With "Invisible City," Julia Dahl explores the world of Hasidic Jews in Brooklyn and other environs. Her protagonist Rebekah has a tenuous connection to that world -- her mother was a Hasidic Jew who left Rebekah and her father right after Rebekah was born to return to the closed world that she had grown up in.
Rebekah moves to New York from Florida to work as a journalist. Was part of the reason she came to New York her desire to learn more about the mother who filled so much of her childhood and adolescent years with angst and emotion?
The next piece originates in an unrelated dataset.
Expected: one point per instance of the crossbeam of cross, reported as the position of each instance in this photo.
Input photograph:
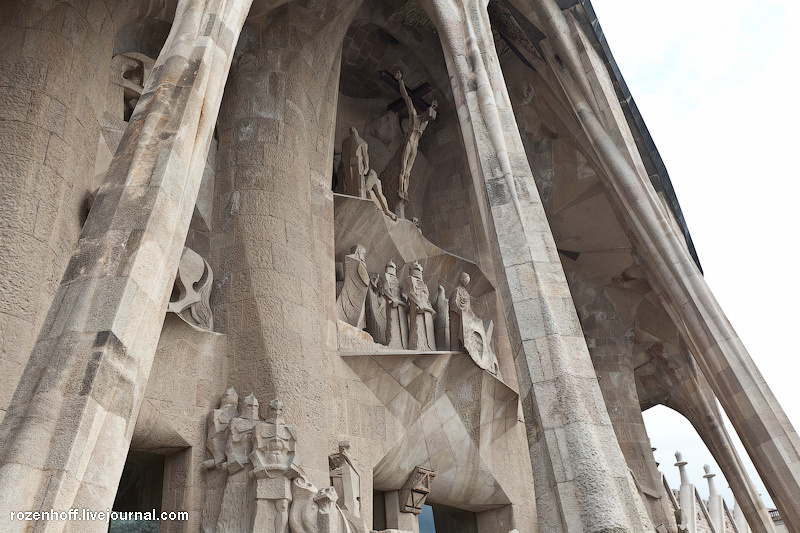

When she works a story about a Hasidic mother found murdered, and she learns that the police are not really investigating the murder, Rebekah is determined to find out what really happened. By investigating the murder, Rebekah is also able to learn more about her mother's world -- a world away from the Florida childhood Rebekah had with her father, a Lutheran minister.
As Rebekah finds out, it's difficult to learn much about a community that keeps itself apart from the rest of the world. They don't read newspapers or attend public schools. They have their own stores where they shop. And, as Rebekah learns, they have their own "police" department. As was also described in the YA book "Hush," the Hasidic do not go to the police with their problems.
In "Invisible City" the characters explain why this is so, but readers will draw their own conclusions. Both "Invisible City" and "Hush" deal with how the Orthodox community deals with sexual abuse. And it's not satisfying.
At the beginning of the book the reader wants Rebekah to meet her mother -- finally. Yet Dahl cleverly holds off on a mother-daughter reunion. Until the last page, where she hints that there may be that reunion, but in the next book. I'm in.
Please note: This review is based on the final hardcover book provided by Minotaur Books for review purposes.